TOKYO (Reuters) - Japanese government bond yields slid on Thursday, with the five-year yield hitting an all-time low, as investors bet the Bank of Japan will adopt a zero interest rate policy under a new governor.
The current BOJ governor Masaaki Shirakawa has long resisted cutting interest rates, saying pushing interbank lending rates to zero would effectively kill money markets because there would be no incentives for trading.
But Shirakawa’s announcement on Tuesday that he will step down in March, three weeks before his term expires, triggered a wave of buying in short-term notes as investors look to a post-Shirakawa BOJ.
“A new governor, whoever that will be, is supposed to take a different approach to monetary policy, to do something the BOJ hasn’t done yet,” said Tadashi Matsukawa, head of fixed income investment at PineBridge Investments in Tokyo.
Japanese Prime Minister Shinzo Abe, who has pressured the BOJ to take drastic easing steps to achieve inflation of two percent, is seen naming a new governor and two deputies later this month, bringing people with dovish credentials
The five-year yield fell 1.0 basis point to 0.135 percent, an all-time low.
The two-year JGB yield fell 1.5 basis point to 0.030 percent, its lowest since September 2002. The two-year yield has dropped 6.5 basis points so far this year, outperforming longer maturities.
The price of three-month euroyen interest rate futures also rose to a 7 1/2-year high of 99.80.
Many market players expect the BOJ to scrap the 0.10 percent interest rate the central bank pays on banks’ excess reserves.
That had -- until recently -- discouraged banks from buying any short-term instruments yielding less than that.
In addition, there are expectations that the BOJ will extend the duration of bonds it buys under its asset buying scheme to those with up to five years to maturity from up to three years now.
“Many players were trying to cover short positions desperately.

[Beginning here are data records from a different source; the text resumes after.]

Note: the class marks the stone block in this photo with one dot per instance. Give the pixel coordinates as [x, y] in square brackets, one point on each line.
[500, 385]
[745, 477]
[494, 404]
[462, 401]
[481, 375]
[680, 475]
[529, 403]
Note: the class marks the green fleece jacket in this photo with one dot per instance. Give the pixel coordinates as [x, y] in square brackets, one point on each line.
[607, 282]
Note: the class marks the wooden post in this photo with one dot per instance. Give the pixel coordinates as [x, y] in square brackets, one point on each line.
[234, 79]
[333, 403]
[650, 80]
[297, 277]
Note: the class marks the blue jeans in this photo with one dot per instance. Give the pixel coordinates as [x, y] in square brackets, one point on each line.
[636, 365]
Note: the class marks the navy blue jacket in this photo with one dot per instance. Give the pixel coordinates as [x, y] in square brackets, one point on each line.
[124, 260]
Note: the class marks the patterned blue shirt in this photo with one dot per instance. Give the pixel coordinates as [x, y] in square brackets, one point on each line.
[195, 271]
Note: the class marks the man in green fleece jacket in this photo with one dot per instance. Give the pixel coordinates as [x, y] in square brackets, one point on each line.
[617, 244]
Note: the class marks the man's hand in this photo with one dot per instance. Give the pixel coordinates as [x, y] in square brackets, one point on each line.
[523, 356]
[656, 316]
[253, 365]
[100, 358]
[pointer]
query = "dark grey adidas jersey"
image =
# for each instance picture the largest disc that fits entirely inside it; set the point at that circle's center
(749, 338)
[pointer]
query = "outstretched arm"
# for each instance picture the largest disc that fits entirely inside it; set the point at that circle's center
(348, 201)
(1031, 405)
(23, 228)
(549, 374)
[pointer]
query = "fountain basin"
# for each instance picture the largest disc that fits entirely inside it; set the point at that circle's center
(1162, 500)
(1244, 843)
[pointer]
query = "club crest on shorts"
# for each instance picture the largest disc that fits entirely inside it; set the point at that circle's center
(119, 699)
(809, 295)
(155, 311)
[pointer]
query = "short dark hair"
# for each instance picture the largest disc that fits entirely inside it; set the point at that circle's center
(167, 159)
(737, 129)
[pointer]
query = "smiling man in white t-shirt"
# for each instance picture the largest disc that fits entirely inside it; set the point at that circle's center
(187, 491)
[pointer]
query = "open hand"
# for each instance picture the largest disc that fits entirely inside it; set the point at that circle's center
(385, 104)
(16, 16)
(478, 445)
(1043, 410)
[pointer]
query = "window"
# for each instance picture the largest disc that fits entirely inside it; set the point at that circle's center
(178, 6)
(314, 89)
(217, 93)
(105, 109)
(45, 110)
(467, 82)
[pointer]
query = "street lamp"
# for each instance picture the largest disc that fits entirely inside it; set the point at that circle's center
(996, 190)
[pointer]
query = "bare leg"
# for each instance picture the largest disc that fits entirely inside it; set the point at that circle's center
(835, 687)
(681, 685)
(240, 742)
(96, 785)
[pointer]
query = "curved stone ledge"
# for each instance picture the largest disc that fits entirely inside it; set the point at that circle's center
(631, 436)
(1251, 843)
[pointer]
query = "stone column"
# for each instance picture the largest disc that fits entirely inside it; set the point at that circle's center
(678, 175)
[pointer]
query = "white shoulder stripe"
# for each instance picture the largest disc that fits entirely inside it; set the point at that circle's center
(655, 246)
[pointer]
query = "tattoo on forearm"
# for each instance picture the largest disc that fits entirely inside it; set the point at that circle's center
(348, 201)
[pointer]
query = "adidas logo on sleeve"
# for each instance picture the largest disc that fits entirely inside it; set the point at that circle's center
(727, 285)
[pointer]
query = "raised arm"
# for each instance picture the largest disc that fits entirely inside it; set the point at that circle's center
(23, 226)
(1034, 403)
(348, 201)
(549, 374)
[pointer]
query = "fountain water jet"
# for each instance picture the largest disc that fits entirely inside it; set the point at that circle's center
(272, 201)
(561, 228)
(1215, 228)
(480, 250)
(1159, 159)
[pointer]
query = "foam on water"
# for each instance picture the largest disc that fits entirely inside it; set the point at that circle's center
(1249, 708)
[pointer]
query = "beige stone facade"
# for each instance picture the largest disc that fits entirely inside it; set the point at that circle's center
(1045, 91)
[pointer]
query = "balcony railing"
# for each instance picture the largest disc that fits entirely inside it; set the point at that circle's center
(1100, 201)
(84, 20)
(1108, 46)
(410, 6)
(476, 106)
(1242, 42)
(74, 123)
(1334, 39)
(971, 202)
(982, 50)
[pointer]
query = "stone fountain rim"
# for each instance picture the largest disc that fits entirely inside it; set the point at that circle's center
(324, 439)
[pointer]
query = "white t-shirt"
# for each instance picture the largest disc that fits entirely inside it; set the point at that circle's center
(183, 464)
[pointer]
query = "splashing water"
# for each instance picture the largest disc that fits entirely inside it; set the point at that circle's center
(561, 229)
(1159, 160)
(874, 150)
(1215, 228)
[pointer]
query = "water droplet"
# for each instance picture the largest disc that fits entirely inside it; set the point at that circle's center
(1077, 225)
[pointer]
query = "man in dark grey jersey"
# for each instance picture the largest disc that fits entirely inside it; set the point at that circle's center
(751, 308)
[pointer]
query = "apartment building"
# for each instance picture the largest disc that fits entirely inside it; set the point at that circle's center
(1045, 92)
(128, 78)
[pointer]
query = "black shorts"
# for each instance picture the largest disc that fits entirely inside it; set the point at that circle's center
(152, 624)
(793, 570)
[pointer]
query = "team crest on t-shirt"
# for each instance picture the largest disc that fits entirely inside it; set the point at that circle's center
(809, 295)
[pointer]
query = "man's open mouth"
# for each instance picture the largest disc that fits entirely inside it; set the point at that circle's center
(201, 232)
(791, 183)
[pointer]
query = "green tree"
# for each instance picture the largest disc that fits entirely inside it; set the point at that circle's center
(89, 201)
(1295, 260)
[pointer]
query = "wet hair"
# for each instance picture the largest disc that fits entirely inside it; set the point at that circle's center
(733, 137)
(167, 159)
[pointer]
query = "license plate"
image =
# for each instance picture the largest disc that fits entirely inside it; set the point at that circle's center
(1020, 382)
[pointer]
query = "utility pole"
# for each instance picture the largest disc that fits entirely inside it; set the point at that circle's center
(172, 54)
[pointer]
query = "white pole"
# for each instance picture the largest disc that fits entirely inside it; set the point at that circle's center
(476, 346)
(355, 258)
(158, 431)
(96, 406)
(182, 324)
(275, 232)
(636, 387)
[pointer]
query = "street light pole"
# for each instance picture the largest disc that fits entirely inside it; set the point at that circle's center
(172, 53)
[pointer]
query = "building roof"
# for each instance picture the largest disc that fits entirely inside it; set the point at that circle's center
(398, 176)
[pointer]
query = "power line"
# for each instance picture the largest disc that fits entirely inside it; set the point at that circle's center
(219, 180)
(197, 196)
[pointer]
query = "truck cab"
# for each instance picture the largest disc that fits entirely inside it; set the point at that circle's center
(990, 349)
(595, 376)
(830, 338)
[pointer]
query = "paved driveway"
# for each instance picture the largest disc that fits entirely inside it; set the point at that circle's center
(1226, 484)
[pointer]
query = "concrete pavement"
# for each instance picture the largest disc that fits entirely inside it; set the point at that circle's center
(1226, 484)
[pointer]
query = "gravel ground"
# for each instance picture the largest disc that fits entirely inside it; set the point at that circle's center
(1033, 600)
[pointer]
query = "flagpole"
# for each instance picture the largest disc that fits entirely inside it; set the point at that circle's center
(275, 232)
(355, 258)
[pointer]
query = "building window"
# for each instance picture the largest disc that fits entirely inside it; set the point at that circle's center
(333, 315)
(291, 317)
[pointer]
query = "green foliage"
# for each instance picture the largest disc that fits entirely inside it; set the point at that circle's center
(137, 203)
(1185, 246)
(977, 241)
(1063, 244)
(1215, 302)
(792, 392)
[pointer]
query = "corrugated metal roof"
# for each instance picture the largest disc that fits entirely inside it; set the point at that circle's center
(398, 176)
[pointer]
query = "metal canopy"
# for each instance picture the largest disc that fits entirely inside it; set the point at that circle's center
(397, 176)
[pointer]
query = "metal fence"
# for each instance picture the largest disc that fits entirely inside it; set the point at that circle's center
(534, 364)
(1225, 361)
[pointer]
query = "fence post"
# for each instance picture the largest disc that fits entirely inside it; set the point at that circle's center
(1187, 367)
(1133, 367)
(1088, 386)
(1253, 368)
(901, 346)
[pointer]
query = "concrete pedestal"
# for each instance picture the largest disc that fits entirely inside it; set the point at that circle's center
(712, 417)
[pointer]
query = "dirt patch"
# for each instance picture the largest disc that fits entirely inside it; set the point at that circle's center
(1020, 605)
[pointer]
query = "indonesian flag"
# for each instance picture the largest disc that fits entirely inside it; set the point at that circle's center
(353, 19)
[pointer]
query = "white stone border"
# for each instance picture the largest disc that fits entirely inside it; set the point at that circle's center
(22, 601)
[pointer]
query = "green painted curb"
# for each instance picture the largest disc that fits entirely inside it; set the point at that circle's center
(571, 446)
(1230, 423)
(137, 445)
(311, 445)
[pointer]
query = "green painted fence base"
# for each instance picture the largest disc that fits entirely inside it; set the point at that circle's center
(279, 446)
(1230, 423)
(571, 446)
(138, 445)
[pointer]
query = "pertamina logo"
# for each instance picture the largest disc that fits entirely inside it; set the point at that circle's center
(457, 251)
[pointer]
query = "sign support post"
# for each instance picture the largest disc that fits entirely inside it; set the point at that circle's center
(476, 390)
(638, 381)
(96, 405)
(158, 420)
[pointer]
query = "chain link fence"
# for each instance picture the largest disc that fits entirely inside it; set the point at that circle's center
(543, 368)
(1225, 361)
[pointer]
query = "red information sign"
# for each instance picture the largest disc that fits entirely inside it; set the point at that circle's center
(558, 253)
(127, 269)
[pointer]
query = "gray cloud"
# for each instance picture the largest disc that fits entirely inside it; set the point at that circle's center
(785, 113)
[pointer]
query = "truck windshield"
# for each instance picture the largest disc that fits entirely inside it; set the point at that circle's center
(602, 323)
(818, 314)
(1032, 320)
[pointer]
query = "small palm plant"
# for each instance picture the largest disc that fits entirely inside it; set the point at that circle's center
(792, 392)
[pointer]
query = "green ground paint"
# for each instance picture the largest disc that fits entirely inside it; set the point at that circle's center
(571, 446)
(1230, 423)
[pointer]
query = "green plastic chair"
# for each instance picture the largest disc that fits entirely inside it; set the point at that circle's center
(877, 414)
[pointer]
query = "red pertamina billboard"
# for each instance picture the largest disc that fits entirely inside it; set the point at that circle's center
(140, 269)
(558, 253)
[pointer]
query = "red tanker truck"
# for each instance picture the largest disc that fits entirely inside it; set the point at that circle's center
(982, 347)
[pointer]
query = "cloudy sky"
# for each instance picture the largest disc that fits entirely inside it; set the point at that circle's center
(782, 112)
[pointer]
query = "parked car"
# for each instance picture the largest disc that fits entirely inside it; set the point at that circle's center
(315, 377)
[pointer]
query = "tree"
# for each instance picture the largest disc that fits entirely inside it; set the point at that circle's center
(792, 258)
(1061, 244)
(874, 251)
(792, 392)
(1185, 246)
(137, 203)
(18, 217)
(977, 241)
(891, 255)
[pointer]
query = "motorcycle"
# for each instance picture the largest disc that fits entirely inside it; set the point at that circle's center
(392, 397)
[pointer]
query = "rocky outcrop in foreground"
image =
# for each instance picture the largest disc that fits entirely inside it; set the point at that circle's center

But I feel like people are becoming stupefied a bit... No one is thinking about funding costs now,” said a trader at a Japanese brokerage firm.
The overnight call rate, at which banks lend money to each other, was at around 0.08 percent on Thursday.
The strength of short-term notes filtered through to the longer end of the market.
The 10-year yield fell 1.0 basis point to 0.760 percent, extending its drop from a three-week high of 0.805 percent hit on Monday. The 10-year JGB futures price rose 0.14 point to 144.15.
The 30-year bond yield dipped 0.5 basis point to 1.995 percent, still comfortably sitting in its rough 1.95-2.00 percent range in the past month.
Longest maturities such as 30-year bonds have not benefited from BOJ easing expectations on worries a radical monetary easing could boost inflation in the long run.
Sharp gains in Japanese share prices in the past few months also made investors reluctant to buy long-dated bonds.
The Nikkei share average .N225 hit its highest level in more than four years on Wednesday before giving up some gains on Thursday, on hopes of aggressive monetary easing.
(The story corrects 6th para to clarify the yield hit a fresh low, corrects 10-year yield and change in bullet points.)